In my previous post, concepts were extracted from an electronic textbook. The next step is to simulate an expert’s mind map based on the concepts extracted. For that we would need some way of computing which concepts are important, which concepts are related, how they’re related, and how important those relationships themselves are. I’m using a wikipedia article on stars for this exercise. The text was obtained with BeautifulSoup.

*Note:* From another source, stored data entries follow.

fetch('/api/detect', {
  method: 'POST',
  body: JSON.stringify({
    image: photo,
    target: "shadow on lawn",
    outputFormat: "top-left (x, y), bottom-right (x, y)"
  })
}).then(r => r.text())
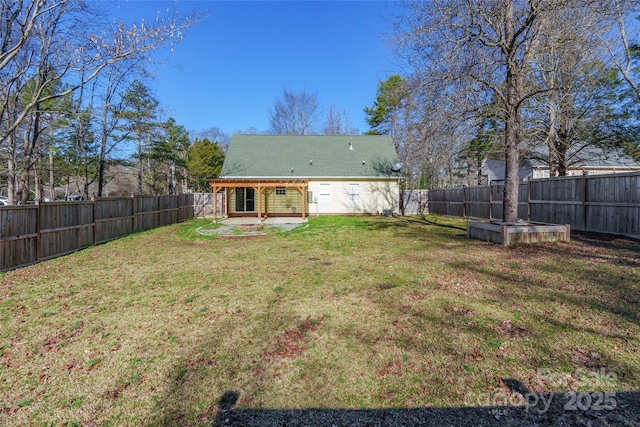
top-left (147, 219), bottom-right (639, 427)
top-left (372, 214), bottom-right (468, 232)
top-left (210, 389), bottom-right (640, 427)
top-left (366, 215), bottom-right (468, 243)
top-left (463, 233), bottom-right (640, 327)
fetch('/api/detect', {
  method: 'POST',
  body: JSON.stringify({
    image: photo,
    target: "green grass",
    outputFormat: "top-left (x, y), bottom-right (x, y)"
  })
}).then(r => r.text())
top-left (0, 215), bottom-right (638, 426)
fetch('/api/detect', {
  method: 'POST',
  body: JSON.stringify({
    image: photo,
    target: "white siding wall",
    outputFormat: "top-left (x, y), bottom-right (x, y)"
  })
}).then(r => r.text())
top-left (307, 179), bottom-right (399, 215)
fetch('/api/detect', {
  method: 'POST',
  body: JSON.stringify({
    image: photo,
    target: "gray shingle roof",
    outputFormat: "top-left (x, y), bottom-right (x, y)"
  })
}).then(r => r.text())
top-left (526, 146), bottom-right (640, 169)
top-left (220, 134), bottom-right (400, 179)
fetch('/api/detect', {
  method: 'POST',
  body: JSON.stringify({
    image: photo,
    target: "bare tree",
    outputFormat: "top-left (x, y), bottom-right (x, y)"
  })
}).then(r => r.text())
top-left (392, 0), bottom-right (571, 222)
top-left (0, 0), bottom-right (200, 203)
top-left (410, 78), bottom-right (474, 189)
top-left (242, 126), bottom-right (259, 135)
top-left (93, 60), bottom-right (151, 197)
top-left (526, 6), bottom-right (621, 176)
top-left (323, 105), bottom-right (358, 135)
top-left (194, 126), bottom-right (231, 151)
top-left (269, 87), bottom-right (320, 135)
top-left (593, 0), bottom-right (640, 102)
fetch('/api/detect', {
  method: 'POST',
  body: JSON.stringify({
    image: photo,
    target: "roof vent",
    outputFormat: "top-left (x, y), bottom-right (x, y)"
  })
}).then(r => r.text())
top-left (309, 160), bottom-right (313, 165)
top-left (291, 167), bottom-right (294, 173)
top-left (362, 160), bottom-right (366, 165)
top-left (349, 138), bottom-right (353, 150)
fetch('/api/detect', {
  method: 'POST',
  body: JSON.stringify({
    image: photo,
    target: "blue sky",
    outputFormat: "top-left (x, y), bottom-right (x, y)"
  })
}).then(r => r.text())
top-left (109, 1), bottom-right (402, 138)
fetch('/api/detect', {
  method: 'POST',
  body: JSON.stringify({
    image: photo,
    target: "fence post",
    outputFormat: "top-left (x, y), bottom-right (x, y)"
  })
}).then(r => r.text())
top-left (527, 181), bottom-right (531, 222)
top-left (92, 197), bottom-right (97, 245)
top-left (132, 194), bottom-right (136, 233)
top-left (488, 184), bottom-right (493, 220)
top-left (581, 172), bottom-right (587, 229)
top-left (462, 186), bottom-right (467, 218)
top-left (36, 204), bottom-right (42, 263)
top-left (156, 196), bottom-right (160, 228)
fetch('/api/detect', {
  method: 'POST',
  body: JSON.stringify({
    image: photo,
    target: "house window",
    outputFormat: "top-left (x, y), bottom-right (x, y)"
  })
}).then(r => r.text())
top-left (275, 187), bottom-right (286, 196)
top-left (542, 170), bottom-right (550, 178)
top-left (348, 183), bottom-right (359, 206)
top-left (319, 183), bottom-right (331, 203)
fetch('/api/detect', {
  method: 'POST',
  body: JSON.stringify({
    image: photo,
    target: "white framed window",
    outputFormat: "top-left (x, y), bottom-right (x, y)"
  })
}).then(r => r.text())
top-left (541, 170), bottom-right (550, 178)
top-left (275, 187), bottom-right (286, 196)
top-left (319, 183), bottom-right (331, 203)
top-left (348, 183), bottom-right (360, 206)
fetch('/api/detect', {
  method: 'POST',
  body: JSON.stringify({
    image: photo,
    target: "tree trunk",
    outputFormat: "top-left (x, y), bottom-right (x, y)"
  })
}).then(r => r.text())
top-left (503, 0), bottom-right (520, 223)
top-left (7, 131), bottom-right (17, 204)
top-left (49, 149), bottom-right (55, 201)
top-left (17, 166), bottom-right (31, 204)
top-left (137, 136), bottom-right (144, 195)
top-left (547, 96), bottom-right (559, 177)
top-left (503, 111), bottom-right (519, 222)
top-left (98, 109), bottom-right (109, 197)
top-left (169, 161), bottom-right (176, 194)
top-left (98, 157), bottom-right (106, 197)
top-left (556, 99), bottom-right (571, 177)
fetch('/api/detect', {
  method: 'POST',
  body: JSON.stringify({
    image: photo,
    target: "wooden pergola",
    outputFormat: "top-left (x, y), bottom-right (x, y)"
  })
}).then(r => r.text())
top-left (210, 179), bottom-right (308, 221)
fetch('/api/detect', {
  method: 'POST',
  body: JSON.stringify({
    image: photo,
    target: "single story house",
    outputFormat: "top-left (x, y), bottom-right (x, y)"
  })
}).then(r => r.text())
top-left (482, 146), bottom-right (640, 183)
top-left (210, 134), bottom-right (401, 219)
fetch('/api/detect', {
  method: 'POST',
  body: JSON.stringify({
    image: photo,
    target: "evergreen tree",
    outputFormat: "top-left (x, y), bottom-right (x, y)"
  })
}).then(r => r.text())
top-left (363, 75), bottom-right (407, 149)
top-left (118, 80), bottom-right (159, 194)
top-left (186, 138), bottom-right (225, 192)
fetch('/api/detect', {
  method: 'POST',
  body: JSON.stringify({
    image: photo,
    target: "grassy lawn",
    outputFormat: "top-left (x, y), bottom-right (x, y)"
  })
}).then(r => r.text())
top-left (0, 215), bottom-right (638, 426)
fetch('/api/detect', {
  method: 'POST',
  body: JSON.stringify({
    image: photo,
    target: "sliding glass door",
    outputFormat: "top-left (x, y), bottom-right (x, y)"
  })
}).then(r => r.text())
top-left (235, 188), bottom-right (255, 212)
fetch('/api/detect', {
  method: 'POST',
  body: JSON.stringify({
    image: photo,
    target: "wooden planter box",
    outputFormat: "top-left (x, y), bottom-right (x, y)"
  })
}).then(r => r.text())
top-left (467, 220), bottom-right (570, 247)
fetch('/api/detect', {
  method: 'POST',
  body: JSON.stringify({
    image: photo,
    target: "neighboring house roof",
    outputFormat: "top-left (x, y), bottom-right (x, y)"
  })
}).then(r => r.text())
top-left (483, 146), bottom-right (640, 181)
top-left (525, 145), bottom-right (640, 169)
top-left (481, 158), bottom-right (534, 182)
top-left (220, 134), bottom-right (400, 179)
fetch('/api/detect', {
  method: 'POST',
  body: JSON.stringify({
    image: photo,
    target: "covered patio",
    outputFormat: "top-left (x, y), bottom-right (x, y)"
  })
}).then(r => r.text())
top-left (210, 179), bottom-right (308, 221)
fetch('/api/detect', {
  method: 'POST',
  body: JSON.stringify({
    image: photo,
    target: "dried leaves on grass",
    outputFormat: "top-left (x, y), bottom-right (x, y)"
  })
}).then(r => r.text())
top-left (0, 216), bottom-right (638, 426)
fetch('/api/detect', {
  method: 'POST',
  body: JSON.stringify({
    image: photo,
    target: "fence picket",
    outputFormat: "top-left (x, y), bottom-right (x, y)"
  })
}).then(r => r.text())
top-left (0, 194), bottom-right (194, 272)
top-left (427, 172), bottom-right (639, 238)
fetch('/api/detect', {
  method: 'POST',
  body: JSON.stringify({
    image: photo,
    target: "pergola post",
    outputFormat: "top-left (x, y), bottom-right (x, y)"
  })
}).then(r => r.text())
top-left (255, 186), bottom-right (261, 220)
top-left (299, 185), bottom-right (307, 219)
top-left (211, 183), bottom-right (221, 222)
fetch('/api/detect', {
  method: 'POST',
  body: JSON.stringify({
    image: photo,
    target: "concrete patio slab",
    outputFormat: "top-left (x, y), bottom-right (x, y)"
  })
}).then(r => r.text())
top-left (218, 217), bottom-right (307, 225)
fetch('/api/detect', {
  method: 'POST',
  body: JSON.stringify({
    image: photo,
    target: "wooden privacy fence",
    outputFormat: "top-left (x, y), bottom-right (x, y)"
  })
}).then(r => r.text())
top-left (1, 194), bottom-right (194, 272)
top-left (401, 189), bottom-right (429, 215)
top-left (193, 192), bottom-right (225, 217)
top-left (429, 172), bottom-right (640, 238)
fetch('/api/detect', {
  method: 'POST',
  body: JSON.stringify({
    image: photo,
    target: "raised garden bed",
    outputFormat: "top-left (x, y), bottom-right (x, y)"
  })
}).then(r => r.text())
top-left (467, 219), bottom-right (570, 246)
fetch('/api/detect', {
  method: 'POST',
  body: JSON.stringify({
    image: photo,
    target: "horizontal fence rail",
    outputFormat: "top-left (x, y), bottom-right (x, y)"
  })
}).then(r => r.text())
top-left (1, 194), bottom-right (194, 272)
top-left (428, 172), bottom-right (640, 239)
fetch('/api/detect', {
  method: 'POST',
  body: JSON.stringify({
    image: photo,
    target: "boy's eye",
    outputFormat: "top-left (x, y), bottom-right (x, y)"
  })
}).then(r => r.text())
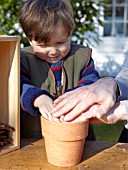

Ranking the concepts by their importance shows the student on which concepts to focus their efforts. In the absence of annotated data on which concepts are important for learning about stars, let’s evaluate the following hypotheses:
Hypothesis 1 — Raw counts: The more times a concept is mentioned in the text, the more important it is. Above is the distribution of raw counts of concepts in the text. Almost 1200 of the concepts extracted from the wikipedia article are mentioned<10 times. Not visible is the concept phrase ‘star’ (174 counts).
Zooming in further on raw counts in the image below shows a few concepts (~5) with raw counts above 20.
It should be noted that several concept phrases have already been removed based on a list of generic phrases such as ‘image’ (2 counts), ‘function’ (4 counts), ‘type’ (13 counts), ‘example’ (10 counts), group (10 counts), set (2 counts), technique (2 counts), term (5 counts) system (30 counts). These phrases are used frequently but do not add much meaning. Since this list of ‘stop concepts’ is not exhaustive, raw counts may prune some unimportant concepts, but includes other generic concepts such as ‘time’ (25 counts) and ‘year’ (17 counts).
Hypothesis 2 — TFIDF: If the concept is uncommon outside of this text, but frequent in this text, it is more important. (The Term Frequency-Inverse Document Frequency ratio, or TFIDF). The Inverse Document Frequency (IDF) is computed with a large collection of documents (corpus), typically in a similar subject area or genre as the text being analyzed. Assuming a typical adult readability for the documents, the Reuters corpus available from the NLTK python library was chosen. It contains 10,788 news articles and around 1.3 million words. Computing the IDF values for two word or three word concept terms was getting computationally expensive, however, so as a gross approximation, the highest IDF value of the individual words was used, with a multiplier based on the number of terms contained in the concept phrase. Below is a table of concepts ranked by TF-IDF.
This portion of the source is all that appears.